Era sábado, día de mercado, Luz gastó todo el dinero de la venta de la semana en fruta fresca y deliciosa, compró un pollo para hacerlo en mole “si llega a las tres seguro viene sin comer”, hasta compró arroz de primera. Y se compró una blusa nueva, bordada de flores de colores y unos aretes de alambre con unos vidriecitos rojos, rojos como su corazón que casi desbordaba, a cada hora latía más y más fuerte y a cada hora la alegría se le notaba más.

No recordaba haber estado tan contenta desde hace mucho, y se acordó entonces del día en que Juventino pidió su mano, apenas tenía catorce y el dieciocho, recordó también cuando tuvieron a su primer chamaco y fue hombrecito. Estaba feliz, hasta se le olvido el sotol en esos días, no había llorado y casi no había comido por las prisas, por el trabajo, por la emoción.

Ya estaba todo listo, el domingo se levantó temprano para preparar los guisos antes de la jornada, había que terminar temprano, para ir a la estación. ¿Traería a los escuincles?, en la carta no decía, “uy, cuando la Luzma era chiquilla le gustaba tortear, hacía bolitas de masa y las aplanaba y las volvía a hacer bola, una y otra vez, hasta que quedaban negritas de mugre”. Cuando nació Luz María, su madre casi se muere, le dio fiebre y la niña casi se le pasma, la partera no quiso hacerle el trabajo y la tuvieron que llevar al dispensario, en donde el médico, ese jovencito y güerito, dijo que era un milagro que estuvieran vivas y las tuvo internadas hasta que estuvieron buenas para irse. Fue entonces cuando se fueron a la capital; Juventino y Luz con la criaturita para visitar La Villa y darle las gracias a La Virgencita.

Mientras preparaba el festín, Doña Luz canturreaba y reía, se acordaba y bendecía. Había que hacer las gordas, hoy le quedaban más redonditas y sabrosas, hoy todo salía a su gusto. El mole nunca había estado mejor y el pollo suavecito, suavecito, el arroz bien esponjado y el agua de limón con chía en la cubeta con hielo para quedar fresquita.

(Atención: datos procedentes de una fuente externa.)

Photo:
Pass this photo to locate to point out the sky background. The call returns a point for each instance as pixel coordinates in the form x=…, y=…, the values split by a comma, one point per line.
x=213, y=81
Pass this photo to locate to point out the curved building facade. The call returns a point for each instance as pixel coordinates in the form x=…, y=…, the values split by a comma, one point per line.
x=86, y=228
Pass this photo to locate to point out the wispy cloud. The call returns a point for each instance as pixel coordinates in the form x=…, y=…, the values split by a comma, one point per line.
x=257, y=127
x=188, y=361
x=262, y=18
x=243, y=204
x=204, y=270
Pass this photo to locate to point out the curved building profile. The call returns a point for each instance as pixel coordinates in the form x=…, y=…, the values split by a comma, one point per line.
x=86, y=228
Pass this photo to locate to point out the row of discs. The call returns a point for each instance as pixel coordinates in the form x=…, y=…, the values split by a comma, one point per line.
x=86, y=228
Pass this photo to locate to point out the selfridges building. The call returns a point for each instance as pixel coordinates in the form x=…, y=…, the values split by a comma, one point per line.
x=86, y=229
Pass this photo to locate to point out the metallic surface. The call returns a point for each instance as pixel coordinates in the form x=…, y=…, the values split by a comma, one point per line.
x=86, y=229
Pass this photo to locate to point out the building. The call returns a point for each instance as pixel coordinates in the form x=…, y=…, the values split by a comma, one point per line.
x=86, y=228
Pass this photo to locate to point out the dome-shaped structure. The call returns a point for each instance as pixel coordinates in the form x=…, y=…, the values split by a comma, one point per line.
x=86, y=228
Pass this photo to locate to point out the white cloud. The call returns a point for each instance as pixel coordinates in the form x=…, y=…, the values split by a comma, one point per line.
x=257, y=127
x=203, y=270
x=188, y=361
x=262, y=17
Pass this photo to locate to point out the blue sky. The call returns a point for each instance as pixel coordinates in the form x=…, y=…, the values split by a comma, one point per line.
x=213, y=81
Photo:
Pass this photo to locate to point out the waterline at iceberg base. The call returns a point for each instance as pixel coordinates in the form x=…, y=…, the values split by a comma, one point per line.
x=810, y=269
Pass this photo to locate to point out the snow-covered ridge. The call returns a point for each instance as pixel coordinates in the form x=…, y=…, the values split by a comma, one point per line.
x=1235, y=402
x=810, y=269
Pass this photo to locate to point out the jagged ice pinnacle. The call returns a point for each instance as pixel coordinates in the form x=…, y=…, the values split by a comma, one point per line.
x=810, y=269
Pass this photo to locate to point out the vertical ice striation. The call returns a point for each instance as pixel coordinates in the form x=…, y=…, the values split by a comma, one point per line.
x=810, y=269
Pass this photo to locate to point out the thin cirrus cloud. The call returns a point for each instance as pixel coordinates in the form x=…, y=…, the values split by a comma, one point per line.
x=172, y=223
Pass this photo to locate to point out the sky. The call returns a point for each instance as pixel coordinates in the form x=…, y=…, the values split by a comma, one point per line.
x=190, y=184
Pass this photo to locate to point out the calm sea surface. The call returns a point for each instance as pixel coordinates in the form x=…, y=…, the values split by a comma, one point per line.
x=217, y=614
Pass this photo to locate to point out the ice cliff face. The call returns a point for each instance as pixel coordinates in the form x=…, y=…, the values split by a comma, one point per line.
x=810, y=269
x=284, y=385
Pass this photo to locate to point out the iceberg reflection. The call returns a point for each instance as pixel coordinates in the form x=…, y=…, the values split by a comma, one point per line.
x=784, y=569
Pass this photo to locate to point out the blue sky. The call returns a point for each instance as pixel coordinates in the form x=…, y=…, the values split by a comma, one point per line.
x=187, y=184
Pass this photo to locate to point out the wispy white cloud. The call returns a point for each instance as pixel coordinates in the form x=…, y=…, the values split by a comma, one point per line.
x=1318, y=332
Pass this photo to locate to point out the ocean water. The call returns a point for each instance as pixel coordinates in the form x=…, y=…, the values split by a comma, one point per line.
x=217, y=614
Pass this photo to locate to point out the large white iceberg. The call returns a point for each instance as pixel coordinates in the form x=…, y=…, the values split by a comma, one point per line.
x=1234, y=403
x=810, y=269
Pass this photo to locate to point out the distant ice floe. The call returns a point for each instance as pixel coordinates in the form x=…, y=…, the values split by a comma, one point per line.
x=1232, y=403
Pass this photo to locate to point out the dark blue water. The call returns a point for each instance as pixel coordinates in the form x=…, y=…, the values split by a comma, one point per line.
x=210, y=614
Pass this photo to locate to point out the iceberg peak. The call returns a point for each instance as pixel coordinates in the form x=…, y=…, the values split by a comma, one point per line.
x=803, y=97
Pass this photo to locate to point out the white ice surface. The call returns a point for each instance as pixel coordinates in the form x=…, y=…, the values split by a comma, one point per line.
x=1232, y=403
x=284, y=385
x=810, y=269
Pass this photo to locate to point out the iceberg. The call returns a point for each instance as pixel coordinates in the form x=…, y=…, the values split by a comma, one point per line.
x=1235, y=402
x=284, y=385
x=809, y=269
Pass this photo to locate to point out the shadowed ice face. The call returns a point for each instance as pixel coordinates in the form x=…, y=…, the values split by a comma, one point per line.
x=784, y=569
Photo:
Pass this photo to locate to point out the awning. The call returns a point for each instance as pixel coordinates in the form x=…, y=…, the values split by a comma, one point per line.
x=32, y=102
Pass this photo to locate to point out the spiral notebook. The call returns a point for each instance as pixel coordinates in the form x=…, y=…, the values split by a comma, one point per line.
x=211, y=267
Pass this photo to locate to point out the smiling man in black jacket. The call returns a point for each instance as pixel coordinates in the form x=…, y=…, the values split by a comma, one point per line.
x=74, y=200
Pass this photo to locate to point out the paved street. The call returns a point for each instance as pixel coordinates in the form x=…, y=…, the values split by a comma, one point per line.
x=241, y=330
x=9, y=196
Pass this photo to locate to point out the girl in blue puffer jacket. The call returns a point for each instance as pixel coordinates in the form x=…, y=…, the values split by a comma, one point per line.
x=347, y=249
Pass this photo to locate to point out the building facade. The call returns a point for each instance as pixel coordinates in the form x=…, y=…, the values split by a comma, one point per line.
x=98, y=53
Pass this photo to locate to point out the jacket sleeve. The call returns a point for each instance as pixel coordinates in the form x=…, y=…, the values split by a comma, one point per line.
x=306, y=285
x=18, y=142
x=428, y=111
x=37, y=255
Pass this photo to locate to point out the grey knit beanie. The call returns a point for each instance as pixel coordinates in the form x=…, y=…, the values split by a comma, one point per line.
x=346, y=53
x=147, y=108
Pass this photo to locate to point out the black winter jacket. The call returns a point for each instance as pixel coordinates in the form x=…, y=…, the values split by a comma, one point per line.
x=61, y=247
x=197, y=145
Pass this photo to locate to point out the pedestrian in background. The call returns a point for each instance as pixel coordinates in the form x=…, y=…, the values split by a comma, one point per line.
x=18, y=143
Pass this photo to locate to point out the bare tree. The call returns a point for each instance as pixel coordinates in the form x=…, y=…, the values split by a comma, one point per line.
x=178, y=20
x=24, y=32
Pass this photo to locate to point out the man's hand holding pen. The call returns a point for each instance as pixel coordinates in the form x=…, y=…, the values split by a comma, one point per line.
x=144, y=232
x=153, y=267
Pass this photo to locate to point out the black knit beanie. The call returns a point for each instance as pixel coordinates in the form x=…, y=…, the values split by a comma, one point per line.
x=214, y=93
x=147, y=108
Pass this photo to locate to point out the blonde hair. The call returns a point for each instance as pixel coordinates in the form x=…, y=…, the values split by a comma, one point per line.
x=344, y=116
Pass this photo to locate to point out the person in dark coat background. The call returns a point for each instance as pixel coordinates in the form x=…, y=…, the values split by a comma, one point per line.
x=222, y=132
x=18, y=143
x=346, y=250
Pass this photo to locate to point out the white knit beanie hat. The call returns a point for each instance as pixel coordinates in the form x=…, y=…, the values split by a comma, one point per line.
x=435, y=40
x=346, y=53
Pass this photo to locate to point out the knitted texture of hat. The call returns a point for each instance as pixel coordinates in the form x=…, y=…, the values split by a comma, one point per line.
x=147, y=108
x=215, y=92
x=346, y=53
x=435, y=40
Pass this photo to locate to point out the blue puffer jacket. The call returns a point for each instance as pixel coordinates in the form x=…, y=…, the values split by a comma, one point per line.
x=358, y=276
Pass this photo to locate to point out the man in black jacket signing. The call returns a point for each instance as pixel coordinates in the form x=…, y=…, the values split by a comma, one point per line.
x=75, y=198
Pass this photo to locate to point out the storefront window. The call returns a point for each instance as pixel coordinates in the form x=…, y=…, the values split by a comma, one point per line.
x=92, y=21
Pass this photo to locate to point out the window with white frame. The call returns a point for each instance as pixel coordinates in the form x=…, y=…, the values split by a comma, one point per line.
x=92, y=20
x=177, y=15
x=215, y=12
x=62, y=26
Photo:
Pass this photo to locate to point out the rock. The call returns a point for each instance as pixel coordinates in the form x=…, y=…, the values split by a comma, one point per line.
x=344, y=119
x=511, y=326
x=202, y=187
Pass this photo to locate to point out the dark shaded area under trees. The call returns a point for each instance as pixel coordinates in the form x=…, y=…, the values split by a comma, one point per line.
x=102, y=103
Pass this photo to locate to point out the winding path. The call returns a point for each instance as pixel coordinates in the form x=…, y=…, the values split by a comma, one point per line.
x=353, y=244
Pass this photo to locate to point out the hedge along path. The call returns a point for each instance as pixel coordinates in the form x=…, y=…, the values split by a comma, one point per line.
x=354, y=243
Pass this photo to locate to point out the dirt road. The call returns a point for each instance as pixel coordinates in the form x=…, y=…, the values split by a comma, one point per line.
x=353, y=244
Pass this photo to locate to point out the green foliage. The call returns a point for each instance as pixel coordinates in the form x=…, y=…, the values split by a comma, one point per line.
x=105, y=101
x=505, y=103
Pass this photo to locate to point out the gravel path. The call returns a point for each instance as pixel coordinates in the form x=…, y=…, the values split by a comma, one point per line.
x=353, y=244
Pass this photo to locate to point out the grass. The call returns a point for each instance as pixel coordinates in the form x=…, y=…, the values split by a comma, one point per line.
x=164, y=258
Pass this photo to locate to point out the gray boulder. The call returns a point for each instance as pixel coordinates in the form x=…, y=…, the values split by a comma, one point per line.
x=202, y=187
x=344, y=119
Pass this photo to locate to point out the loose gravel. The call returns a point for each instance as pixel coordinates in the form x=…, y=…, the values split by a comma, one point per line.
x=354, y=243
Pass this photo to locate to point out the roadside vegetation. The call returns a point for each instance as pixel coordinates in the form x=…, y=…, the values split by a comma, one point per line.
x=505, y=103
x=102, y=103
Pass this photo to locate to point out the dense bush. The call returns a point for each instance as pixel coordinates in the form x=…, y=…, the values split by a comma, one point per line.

Era la una y ya le andaba por irse, vendió la última docena de tortillas, tomó su canasta y corrió al jacal. Volvió a bañarse, se puso su blusa nueva, sus aretes, tejió sus largas trenzas con un listón nuevo y salió para la terminal.

Ya eran las dos y media, jugaba nerviosa con las barbas del rebozo, movía los pies y miraba, a cada rato a ver si llegaba el camión de la capital, paraba oreja para oír si lo anunciaban y su corazón brincaba y se alborotaba.

¿Cómo se vería la Luzma?, tan rechula como siempre y vestida ahora como las señoras de la ciudad que vienen los domingos a comprar collares y pulseras tejidos con hilos y cuentas de colores.

Las tres, ya debía llegar, pregunta en el andén, “ya viene señora, ya viene”. Llegó, Luz se levanta, se para de puntitas y estira el pescuezo, no la ve, ¿qué pasa?, ¿en donde está?

–Espera a alguien señora ¿el nombre?

–Luz María Juárez

La vocean, esperan, no se le ve por ningún lado.

–Pues no, señora, no llegó, tal vez en el camión de las seis.